Queridos hermanos y hermanas, ¡buenos días!
Hoy, Solemnidad de los Santos Apóstoles Pedro y Pablo, en el Evangelio Jesús dice a Simón, por Él llamado Pedro: «A ti te daré las llaves del reino de los cielos» (Mt 16,19). Por eso vemos a menudo a San Pedro representado con dos grandes llaves en la mano, como en la estatua de esta plaza. Esas llaves representan el ministerio de autoridad que Jesús le confió para servir a toda la Iglesia. Porque la autoridad es un servicio, y la autoridad que no es servicio es dictadura.
Tengamos cuidado, sin embargo, de comprender bien el significado de esto. Las llaves de Pedro, en efecto, son las llaves de un Reino, que Jesús no describe como una caja fuerte o una caja blindada, sino con otras imágenes: una semilla pequeña, una perla preciosa, un tesoro escondido, un puñado de levadura (cf Mt 13,1-33), es decir, como algo precioso y rico, sí, pero al mismo tiempo pequeño y poco visible. Para alcanzarlo, por tanto, no es necesario accionar mecanismos y cerrojos de seguridad, sino cultivar virtudes como la paciencia, la atención, la constancia, la humildad, el servicio.
Por eso, la misión que Jesús confía a Pedro no consiste en atrancar las puertas de la casa, dejando entrar sólo a unos pocos invitados selectos, sino en ayudar a todos a encontrar el camino de entrada, en fidelidad al Evangelio de Jesús. A todos: todos, todos, todos pueden participar.
Y Pedro lo hará durante toda su vida, fielmente, hasta su martirio, después de haber experimentado por sí mismo, no sin esfuerzo y con muchas caídas, la alegría y la libertad que vienen del encuentro con el Señor. Fue el primero, para abrir la puerta a Jesús, tuvo que convertirse, y entender que la autoridad es un servicio. Y no fue fácil para él. Piensa que, justo después de decirle a Jesús: «Tú eres el Cristo», el Maestro tuvo que reprenderle, porque se negaba a aceptar la profecía de su pasión y su muerte en cruz (cf. Mt 16,21-23).

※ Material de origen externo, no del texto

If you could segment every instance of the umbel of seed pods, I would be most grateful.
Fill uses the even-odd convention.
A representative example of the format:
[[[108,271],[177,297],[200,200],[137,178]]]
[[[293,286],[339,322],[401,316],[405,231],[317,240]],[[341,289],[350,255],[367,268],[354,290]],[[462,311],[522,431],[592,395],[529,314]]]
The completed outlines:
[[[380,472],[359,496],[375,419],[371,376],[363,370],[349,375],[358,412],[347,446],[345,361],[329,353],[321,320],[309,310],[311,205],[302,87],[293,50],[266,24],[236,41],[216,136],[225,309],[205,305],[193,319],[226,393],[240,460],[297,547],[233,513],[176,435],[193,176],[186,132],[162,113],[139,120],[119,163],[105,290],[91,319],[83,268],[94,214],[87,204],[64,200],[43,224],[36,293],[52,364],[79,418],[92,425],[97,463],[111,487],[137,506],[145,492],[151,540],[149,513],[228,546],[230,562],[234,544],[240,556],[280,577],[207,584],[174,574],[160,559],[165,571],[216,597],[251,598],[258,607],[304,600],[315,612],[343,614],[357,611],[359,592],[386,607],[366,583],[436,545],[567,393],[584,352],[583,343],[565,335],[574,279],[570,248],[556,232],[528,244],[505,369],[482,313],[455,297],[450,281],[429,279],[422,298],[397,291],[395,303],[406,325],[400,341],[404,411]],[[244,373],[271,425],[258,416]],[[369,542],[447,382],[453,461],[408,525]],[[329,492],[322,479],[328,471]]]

Pedro recibió las llaves del Reino no porque fuera perfecto -no, es un pecador- sino porque era humilde, honesto y el Padre le había dado una fe franca (cf. Mt 16,17). Por eso, confiando en la misericordia de Dios, pudo sostener y fortalecer, como se le pedía, también a sus hermanos (cf. Lc 22,32).
Hoy podemos preguntarnos: ¿cultivo el deseo de entrar, con la gracia de Dios, en su Reino, y de ser, con su ayuda, su guardián acogedor también para los demás? Y para ello, ¿me dejo «pulir», suavizar, modelar por Jesús y su Espíritu, el Espíritu que habita en nosotros, en cada uno?
Que María, Reina de los Apóstoles, y los santos Pedro y Pablo nos consigan, con sus oraciones, ser unos para otros guía y apoyo para el encuentro con el Señor Jesús.